The Dirty Dozen

October 2013 053Requirements for Food to Pass the Eden-Dog Sniff Test

What do I require in a dog food? As you’ve probably already guessed, I expect a lot. In order to earn a high rating on the Annette-scale of dog food acceptability the companies must check off boxes in most of the requirements listed below:

1)     Be a small, privately owned (preferably family-owned) company that makes the majority of their profits on pet foods and produces only one or two brands of dog foods (not to be confused with dog food varieties within a single brand.

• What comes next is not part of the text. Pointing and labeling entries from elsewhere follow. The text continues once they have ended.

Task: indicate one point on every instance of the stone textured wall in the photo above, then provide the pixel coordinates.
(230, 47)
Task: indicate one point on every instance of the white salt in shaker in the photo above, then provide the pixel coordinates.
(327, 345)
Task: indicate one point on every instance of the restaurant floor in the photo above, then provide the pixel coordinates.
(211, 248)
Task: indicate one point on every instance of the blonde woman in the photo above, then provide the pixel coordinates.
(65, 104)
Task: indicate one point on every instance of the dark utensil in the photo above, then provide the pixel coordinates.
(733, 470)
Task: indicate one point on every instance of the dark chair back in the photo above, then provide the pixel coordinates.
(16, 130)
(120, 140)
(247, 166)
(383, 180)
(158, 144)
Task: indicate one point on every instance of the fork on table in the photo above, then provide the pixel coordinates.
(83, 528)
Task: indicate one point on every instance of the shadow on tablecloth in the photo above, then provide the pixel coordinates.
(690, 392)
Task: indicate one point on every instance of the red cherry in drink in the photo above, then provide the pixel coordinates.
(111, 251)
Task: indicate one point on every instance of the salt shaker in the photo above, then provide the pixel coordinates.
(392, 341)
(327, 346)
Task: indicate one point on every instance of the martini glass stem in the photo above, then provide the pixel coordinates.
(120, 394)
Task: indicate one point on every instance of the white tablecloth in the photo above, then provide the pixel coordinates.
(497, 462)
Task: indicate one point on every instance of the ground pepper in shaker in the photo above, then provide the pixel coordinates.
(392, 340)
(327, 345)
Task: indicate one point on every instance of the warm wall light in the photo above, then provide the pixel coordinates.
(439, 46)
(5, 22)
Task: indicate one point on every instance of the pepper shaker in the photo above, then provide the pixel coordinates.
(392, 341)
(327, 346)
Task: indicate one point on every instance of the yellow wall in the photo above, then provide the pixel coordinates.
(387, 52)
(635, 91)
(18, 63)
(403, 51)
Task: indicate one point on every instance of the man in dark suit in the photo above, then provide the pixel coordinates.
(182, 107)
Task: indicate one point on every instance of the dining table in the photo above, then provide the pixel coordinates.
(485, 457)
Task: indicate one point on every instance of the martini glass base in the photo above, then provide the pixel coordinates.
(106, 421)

More is fine there)

2)     Manufacture their own foods; not use contract manufacturers (at all, preferably) at least for their dry foods.

3)     The vast majority of their food varieties must be animal-protein based

4)     The foods contain highly digestible sources of nutrients.

5)     The foods have an adequate proportion of protein-to-fat and very few carbohydrates

6)     The vast majority of the food varieties must contain carbohydrates sourced from whole, natural grains or nutritious starchy vegetables (dry food must contain carbs, it is the only way to make it dry and shelf stable as far as I know)

7)     The foods avoid GMO products and dangerous additives, preservatives and chemicals.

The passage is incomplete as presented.